A lo peor me está bien empleado por prestarme tan dócilmente a empaparme de documentales científicos, pero uno que acabo de ver confieso que me ha trastornado hasta la inquietud. Se trataba en él del proyecto mundial (USA, Europa, Japón, India, China, Rusia…) no ya de ir a la Luna sino de construir en ella y entre todos una “aldea” selenita capaz de permitir la estancia de hombres y pertrechos en su solar durante el tiempo preciso para averiguar primero y explotar después, llegado el caso, las inmensas posibilidades que, al parecer, podría ofrecernos nuestro satélite dadas las ingentes riquezas –especialmente, en depósitos acuíferos—que ya consta a los sabios que contiene en su subsuelo.
No es cosa de creer a ojos abiertos en las ilustraciones, claro está, pero las que en esta ocasión he podido contemplar en mi pequeña pantalla son lo suficientemente tentadoras como para entrever –esta vez a ojos cerrados-- el fabuloso plan que, según parece, lleva ya treinta años gestándose sin que los terrícolas nos hayamos enterado. Habría ya, según dicen, vehículos complejos construidos pieza a pieza por los diversos socios nacionales, inventos capaces de transportar a las misteriosas perspectivas lunares máquinas tan variadas que serían capaces no sólo de detectar el emplazamiento idóneo para la operación sino de construir en el emplazamiento elegido espacios protegidos tanto de la radiación solar como de los eventuales aerolitos, dotados de fabulosas condiciones de vida que harían de ellos un verdadero hogar, y todo por obra y gracia de adecuadas maquinaciones capaces de construir edificios de aquí te espero, en los que aseguran que el nauta encontrará a su llegada--conmigo que no cuenten-- la refinada dotación que debe permitirle una existencia lo bastante apacible y grata como para vivir hacia el futuro en la Luna ya desde este año de gracia (¿) que llevamos miteado.

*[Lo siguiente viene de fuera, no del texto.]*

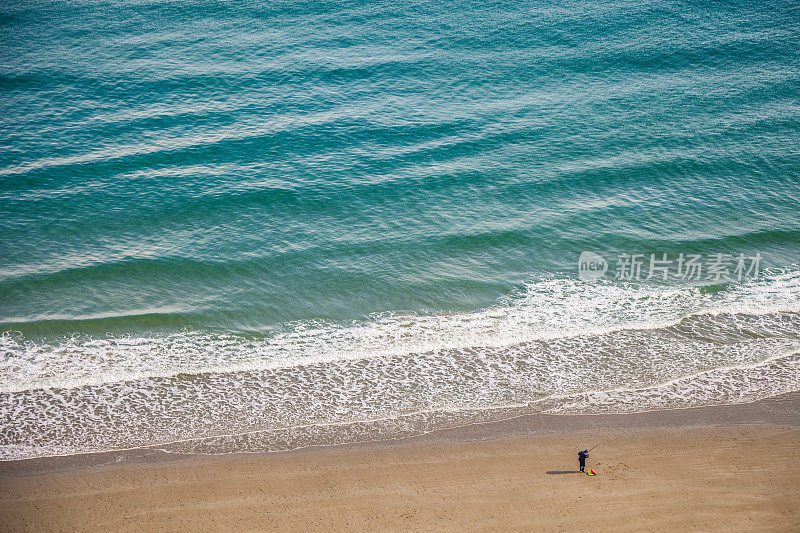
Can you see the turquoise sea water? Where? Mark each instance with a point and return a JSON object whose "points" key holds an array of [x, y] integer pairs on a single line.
{"points": [[267, 221]]}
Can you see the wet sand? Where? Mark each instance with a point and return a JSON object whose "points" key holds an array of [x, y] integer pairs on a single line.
{"points": [[711, 469]]}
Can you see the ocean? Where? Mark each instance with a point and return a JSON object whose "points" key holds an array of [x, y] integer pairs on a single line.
{"points": [[263, 226]]}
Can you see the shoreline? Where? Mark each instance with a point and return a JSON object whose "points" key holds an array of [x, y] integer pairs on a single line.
{"points": [[780, 410], [711, 468]]}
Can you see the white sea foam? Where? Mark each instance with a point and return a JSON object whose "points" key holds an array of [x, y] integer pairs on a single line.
{"points": [[560, 346]]}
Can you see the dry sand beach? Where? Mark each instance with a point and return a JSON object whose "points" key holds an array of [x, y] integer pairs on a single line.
{"points": [[730, 468]]}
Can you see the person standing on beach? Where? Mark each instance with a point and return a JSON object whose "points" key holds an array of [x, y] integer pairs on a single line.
{"points": [[582, 459]]}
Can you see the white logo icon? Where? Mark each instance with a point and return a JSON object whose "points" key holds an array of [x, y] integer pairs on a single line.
{"points": [[591, 266]]}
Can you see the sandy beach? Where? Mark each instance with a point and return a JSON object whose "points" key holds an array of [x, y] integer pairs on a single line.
{"points": [[710, 469]]}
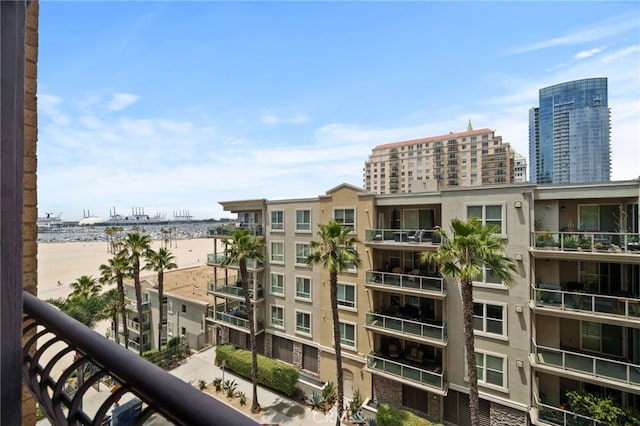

Los documentales son una joya y la Ciencia un pozo inagotable e imprevisible, y bien sabemos que ya no es novedad, al menos para los millonetis, el turismo espacial
Bien, ¿lo creemos o largo lo fiamos? Hombre, a estas alturas de la camelancia cualquier cosa cabe esperar de la ingenuidad humana, pero me temo que, hechos como estamos al telediario, nos quedan escasas posibilidades de comulgar con las mismas ruedas de molino que en su día comulgaron el Gulliver que nos descubrió Swift o el Cyrano que nos retrató Rostand por no hablar del viaje que nos colocó el delicioso Luciano hace casi dos milenios, de aquel otro con el que Verne entretuvo nuestra imaginación infantil o del casi desconocido que dejó entre sus papeles el abad conquense Hervás y Panduro. ¿O es que resulta posible imaginar siquiera a la Rusia que anda perreando Ucrania hace más de dos años, sin dejar incluso de sugerir la posibilidad de una tercera Guerra Mundial, sentada en una mesa ecuménica y apostando por una paz sin condiciones y un futuro fraterno? ¿Pues y si, por si algo faltaba, vemos cualquier día a Trump de vuelta al Despacho Oval con la peluca alborotada? Miren, los documentales son una joya y la Ciencia un pozo inagotable e imprevisible, y bien sabemos que ya no es novedad, al menos para los millonetis, el turismo espacial. Pero hay algo que frena nuestra candidez y limita nuestra credulidad, algo que, de momento al menos, podríamos seguir llamando “experiencia” arrellanados en el sofá a la hora del telediario.